One concept I’ve noted again and again, in a variety of different treatments settings, is just how important the ability to delay gratification is. Obviously, this is an issue addressed repeatedly when working with offenders. However, I’ve seen this issue come up in all sorts of different contexts that are unrelated to criminal behavior. As I noted in many previous posts, I’m a big believer in balance when it comes to various mental health issues - leaning too much in one direction or the other on any number of issues that can be viewed as on a continuum, will result in less than optimal functioning. Only considering the long-term ramifications of every single action one takes would lead to an extremely boring life; I do believe in “living in the moment.” However, that does not mean one should throw caution to the winds and not ever consider any ramifications of one’s behavior.
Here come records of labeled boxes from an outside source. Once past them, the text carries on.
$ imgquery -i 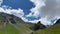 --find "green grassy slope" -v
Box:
[34,23,60,34]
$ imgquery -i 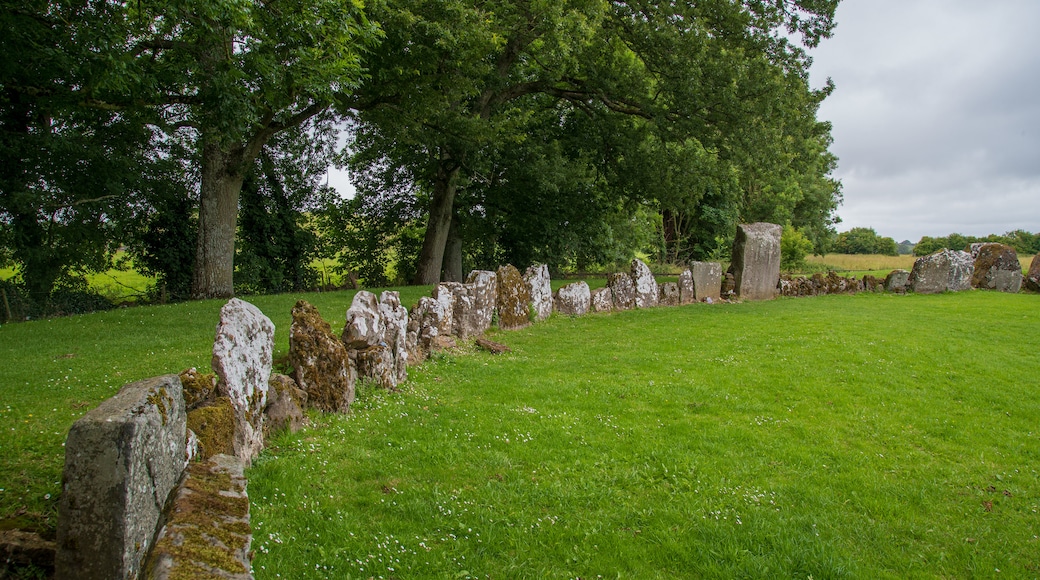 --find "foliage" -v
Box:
[913,230,1040,256]
[832,228,900,256]
[780,225,812,271]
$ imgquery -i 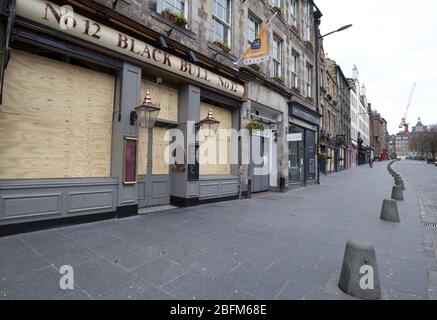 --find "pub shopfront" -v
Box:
[0,0,245,225]
[287,101,320,186]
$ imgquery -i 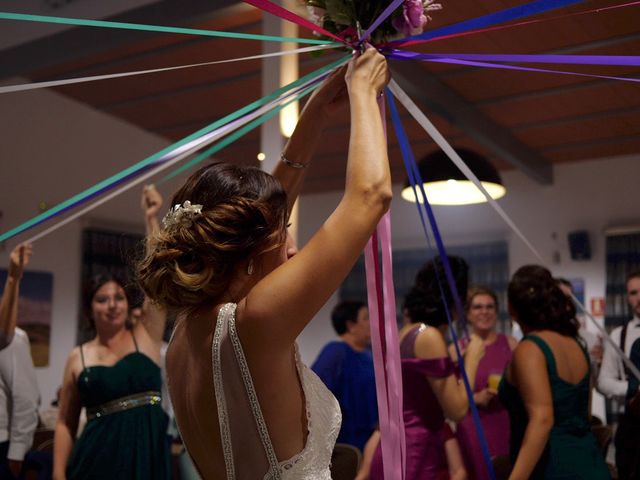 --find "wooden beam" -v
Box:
[391,60,553,185]
[0,0,242,79]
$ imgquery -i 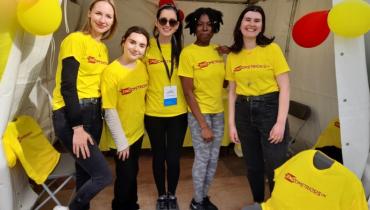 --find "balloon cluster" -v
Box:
[17,0,62,35]
[292,0,370,48]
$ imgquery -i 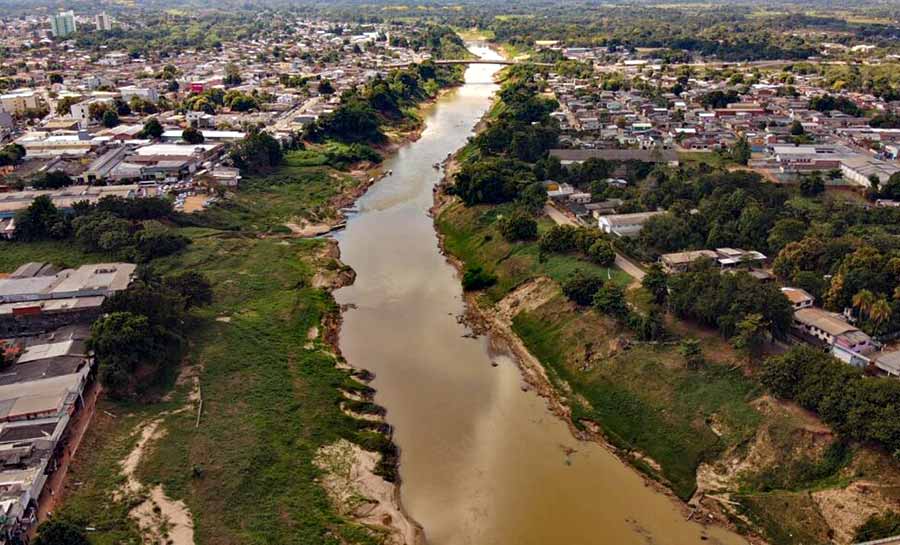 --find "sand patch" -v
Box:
[315,439,424,545]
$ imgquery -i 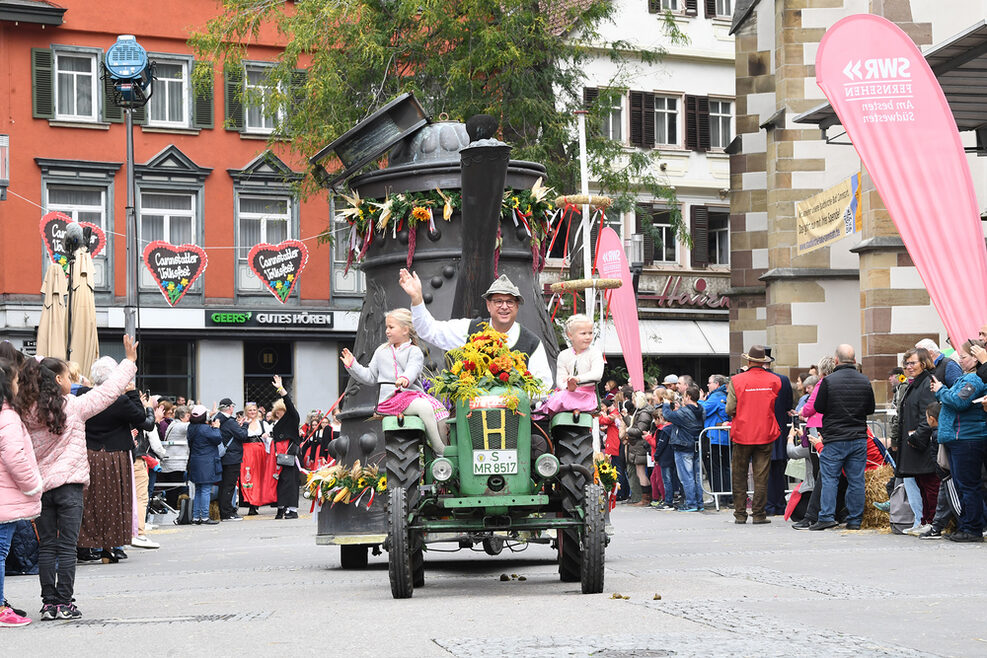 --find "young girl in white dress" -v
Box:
[340,308,449,455]
[532,313,603,420]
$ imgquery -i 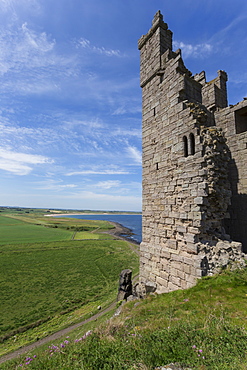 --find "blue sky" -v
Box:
[0,0,247,211]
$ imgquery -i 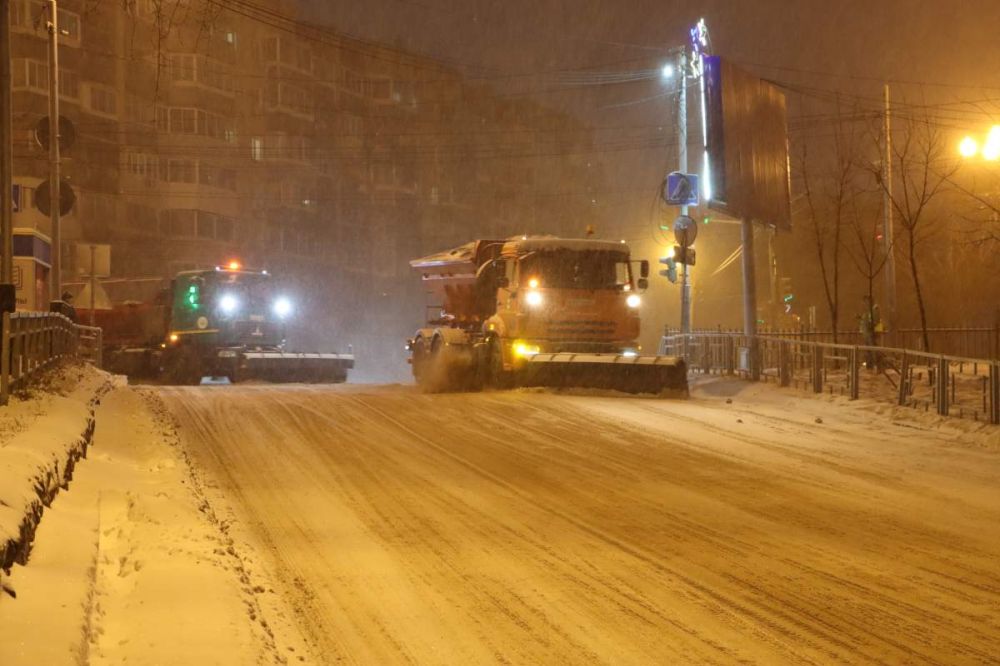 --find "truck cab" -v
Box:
[484,238,649,368]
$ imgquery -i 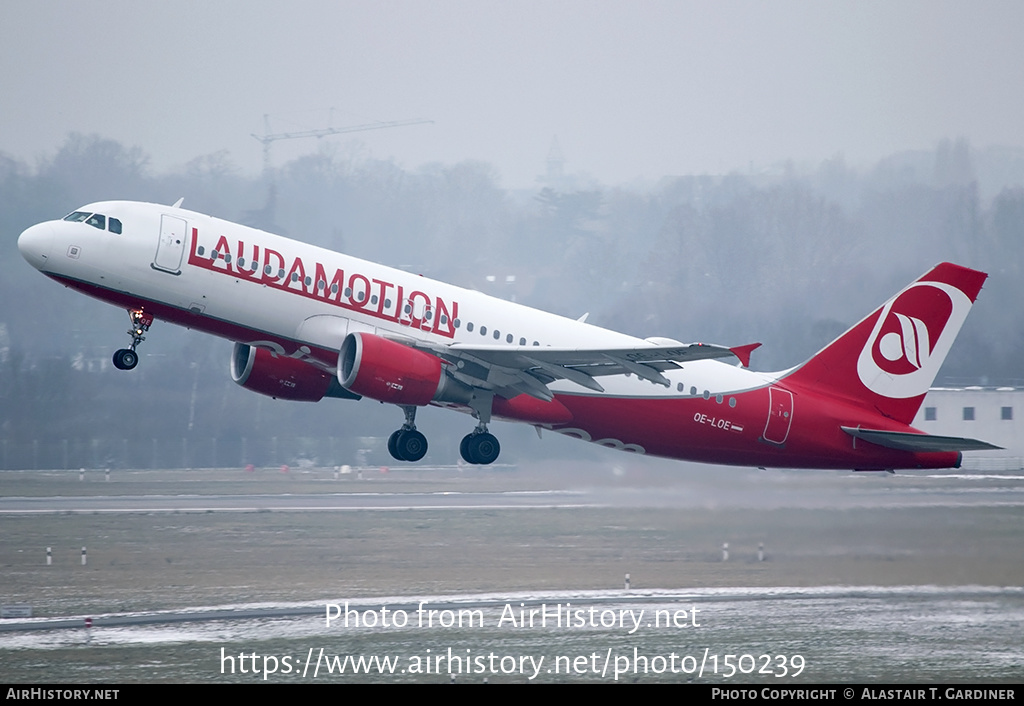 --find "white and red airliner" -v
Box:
[17,201,996,470]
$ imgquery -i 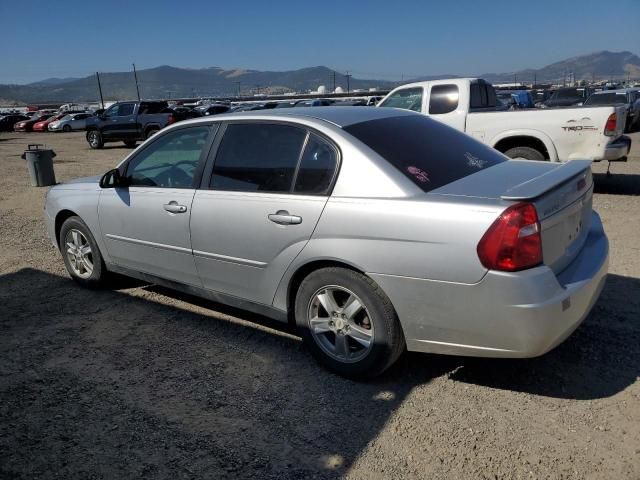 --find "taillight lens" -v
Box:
[477,203,542,272]
[604,112,618,136]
Living in the moment does not have to come at the expense of one’s future - this is a less than many people struggle with, not just offenders. In particular, the earlier a child can learn how to stave off a short term urge for a longer-term payoff, the more successful that child will be in general. This isn’t the easiest lesson to learn, but its one of the most important. Even indirectly, therapy is often incorporating the concept of delaying gratification as the path to self-improvement: call your sponsor instead of having a drink; count to 10 instead of punching that guy; don’t eat that chocolate until you’ve worked out. Easy wisdom in theory, but often therapy involves helping people figure out strategies to put into practice these seemingly obvious truisms. With offenders, there’s simply a lot more work to do with respect to this concept.